The winner of the inaugural Michel Déon Prize for non-fiction is Breandán Mac Suibhne for his book The End of Outrage: Post-Famine Adjustment in Rural Ireland

The Royal Irish Academy (RIA) last night at a ceremony in Iveagh House announced the winner of the inaugural Michel Déon Prize for non-fiction as Breandán Mac Suibhne for his book The End of Outrage: Post-Famine Adjustment in Rural Ireland (Oxford University Press).

Breandán Mac Suibhne is a historian of modern Ireland (PhD, Carnegie Mellon) and is a fellow of the Moore Institute for the Humanities in the National University of Ireland, Galway. His publications include, with David Dickson, The Outer Edge of Ulster (2000), an annotated edition of the longest lower-class account of Ireland's Great Famine. He was born in the community that is the focus of The End of Outrage, making it a particularly intimate and absorbing history of a small place in a time of great change.

Professor Michael Cronin, Chair of the Royal Irish Academy’s judging committee commented

“We were absolutely delighted with the calibre of entries for this inaugural prize and feel that Breandán is a very worthy winner and one that Michel Déon would be proud of. The judges felt that ‘The End of Outrage’ was a beautifully written, well told, compelling narrative and a very interesting way to look at a period of history. We would also like to commend and congratulate the other shortlisted authors who set the bar incredibly high – Ruth Fitzmaurice, Robert Gerwarth, Darach MacDonald, Vincent Morley and Emilie Pine.”

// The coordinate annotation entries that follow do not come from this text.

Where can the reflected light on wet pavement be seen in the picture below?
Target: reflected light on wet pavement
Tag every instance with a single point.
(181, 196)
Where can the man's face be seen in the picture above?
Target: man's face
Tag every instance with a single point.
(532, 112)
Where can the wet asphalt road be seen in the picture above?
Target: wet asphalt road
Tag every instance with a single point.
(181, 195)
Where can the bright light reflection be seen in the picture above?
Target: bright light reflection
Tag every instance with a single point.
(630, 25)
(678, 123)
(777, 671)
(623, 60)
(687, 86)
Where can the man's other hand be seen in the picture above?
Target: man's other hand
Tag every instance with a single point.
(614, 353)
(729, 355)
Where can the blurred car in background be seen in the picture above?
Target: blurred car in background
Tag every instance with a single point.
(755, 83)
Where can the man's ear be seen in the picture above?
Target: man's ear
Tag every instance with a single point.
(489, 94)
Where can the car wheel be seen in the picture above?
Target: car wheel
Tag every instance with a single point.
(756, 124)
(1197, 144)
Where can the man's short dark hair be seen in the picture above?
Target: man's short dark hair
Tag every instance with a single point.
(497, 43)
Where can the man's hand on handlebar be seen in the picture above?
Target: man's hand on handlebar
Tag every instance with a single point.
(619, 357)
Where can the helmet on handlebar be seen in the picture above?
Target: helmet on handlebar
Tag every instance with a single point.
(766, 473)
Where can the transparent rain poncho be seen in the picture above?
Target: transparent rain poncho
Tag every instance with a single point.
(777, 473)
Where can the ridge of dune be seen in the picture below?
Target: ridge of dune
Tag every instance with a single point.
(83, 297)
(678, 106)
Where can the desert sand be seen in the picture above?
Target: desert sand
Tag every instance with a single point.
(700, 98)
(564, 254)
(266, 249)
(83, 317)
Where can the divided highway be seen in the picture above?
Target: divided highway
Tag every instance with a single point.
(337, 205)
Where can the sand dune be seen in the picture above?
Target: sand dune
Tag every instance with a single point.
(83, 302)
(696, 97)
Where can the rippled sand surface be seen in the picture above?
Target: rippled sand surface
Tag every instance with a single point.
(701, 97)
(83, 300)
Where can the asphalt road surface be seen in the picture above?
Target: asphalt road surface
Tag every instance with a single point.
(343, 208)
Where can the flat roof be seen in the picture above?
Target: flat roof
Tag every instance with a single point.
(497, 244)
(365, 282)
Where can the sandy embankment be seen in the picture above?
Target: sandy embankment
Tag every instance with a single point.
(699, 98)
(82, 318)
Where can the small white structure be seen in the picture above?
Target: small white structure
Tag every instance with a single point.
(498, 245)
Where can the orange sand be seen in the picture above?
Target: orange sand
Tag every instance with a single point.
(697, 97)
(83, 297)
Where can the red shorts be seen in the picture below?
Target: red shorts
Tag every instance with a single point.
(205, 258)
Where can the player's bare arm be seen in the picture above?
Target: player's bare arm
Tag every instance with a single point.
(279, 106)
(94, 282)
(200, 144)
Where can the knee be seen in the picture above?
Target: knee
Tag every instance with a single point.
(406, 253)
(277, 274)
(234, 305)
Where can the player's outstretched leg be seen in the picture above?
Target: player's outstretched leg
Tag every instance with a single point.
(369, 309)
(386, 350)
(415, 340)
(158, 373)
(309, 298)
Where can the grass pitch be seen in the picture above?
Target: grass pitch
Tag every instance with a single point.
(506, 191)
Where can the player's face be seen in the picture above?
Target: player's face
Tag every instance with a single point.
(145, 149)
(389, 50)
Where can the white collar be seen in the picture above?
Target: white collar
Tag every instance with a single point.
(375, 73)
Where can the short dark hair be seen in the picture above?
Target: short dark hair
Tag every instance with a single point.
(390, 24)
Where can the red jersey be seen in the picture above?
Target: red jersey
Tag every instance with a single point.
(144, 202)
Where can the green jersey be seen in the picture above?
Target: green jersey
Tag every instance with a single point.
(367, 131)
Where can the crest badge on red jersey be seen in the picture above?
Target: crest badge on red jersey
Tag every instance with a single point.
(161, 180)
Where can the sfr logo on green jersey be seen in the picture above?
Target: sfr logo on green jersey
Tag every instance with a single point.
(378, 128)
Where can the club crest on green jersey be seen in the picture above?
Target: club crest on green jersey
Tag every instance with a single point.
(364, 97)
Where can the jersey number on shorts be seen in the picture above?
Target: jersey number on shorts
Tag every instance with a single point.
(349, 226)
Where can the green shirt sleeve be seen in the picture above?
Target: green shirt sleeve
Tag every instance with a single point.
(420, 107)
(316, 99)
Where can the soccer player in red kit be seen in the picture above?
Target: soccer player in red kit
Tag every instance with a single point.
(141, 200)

Comment from Helen McEntee T.D., Minister of State for European Affairs

“I would like to join in congratulating Breandán Mac Suibhne and all of the shortlisted authors.  The Michel Déon Prize supports modern writers of non-fiction and new artists who seek to develop and strengthen their cultural work. I am delighted that the Department of Foreign Affairs and Trade has funded this prize, and I look forward to it growing as a key moment in our shared cultural calendar.”

Michel Deon had a remarkable talent. He was widely regarded as one of the most innovative and reflective French writers of the twentieth century who lived in Ireland from the 1970s until his death in 2016. He published over 50 works of fiction and non-fiction and was the recipient of numerous awards, including the Prix Interallié for his 1970 novel, Les Poneys sauvages (The Wild Ponies). Déon's 1973 novel Un taxi mauve received the Grand Prix du roman de l'Académie française and in 1978 he was elected to the Académie française

The €10,000 prize for the winning author is funded by the Department of Foreign Affairs. Breandán will also get the opportunity to give ‘The Michel Déon Lecture’ in France in early 2019.